I suppose that you object to the killing of Anwar Al-Awlaki, out of some sort of pacifist conviction. That's fine as far as it goes, I guess. But I'm curious about how this opposition can stand compared to your loud opposition to the execution of Troy Davis. [he's likely talking about this.] If you oppose all intentional taking of human life, doesn't that mean that there's essentially no difference between your opposition to killing Troy Davis, a likely innocent man put to death, and Al-Awlaki, a terrorist? Or Osama bin Laden? I don't understand how a blanket opposition to killing people gives you room to sort good from bad from worse.There are some provisos and qualifications, but then there's the answer.
For a society of law, the killing of Al-Awlaki should be even more disturbing than the killing of Troy Davis. Davis at least enjoyed some kind of due process, although it was the flawed, biased due process of a hideously racist system and one that is massively bent towards maintaining guilt and punishment.
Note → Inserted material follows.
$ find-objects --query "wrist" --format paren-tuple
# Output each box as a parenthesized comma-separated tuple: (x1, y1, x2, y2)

Al-Awlaki, an American citizen, was given no trial, no representation, no appeal, no opportunity to defend himself legally at all. None. He was declared a terrorist by the government, again with no due process, and assassinated. That doesn't mean that the moral discrimination about the killing itself is changed, only that the consequences for a supposedly free society are different.
The two men are of course different animals and I judge them, in that way people do, as of different moral character. I have different feelings towards all of the many victims of murder that I'm aware of. I don't suggest that Anwar Al-Awlaki is the same as Troy Davis, nor do I judge Davis in precisely the same way that I judge the victims of any other killing. My stance on the righteousness of killing is not the same as my stance on the righteousness of individuals.
But let me be absolutely clear and unambiguous: on the moral status of the act of killing Troy Davis, or Anwar Al-Alwaki, or the victims of 9/11, or of American soldiers killed by insurgents, or of insurgents killed by American soldiers, or of Osama bin Laden-- I recognize no difference. Not one solitary ounce of difference. The character of someone killed is utterly and permanently irrelevant to the moral status of that killing. It is as wrong to kill Hitler as it was wrong to kill his victims. I have thought for a long time and I have decided that I am forever out of the business of adjudicating the rightness of this killing or that. It has taken time but my conscience has decided on "always wrong."
Please, tell all the keyboard warriors you know, and let them flame on. I really don't give a shit.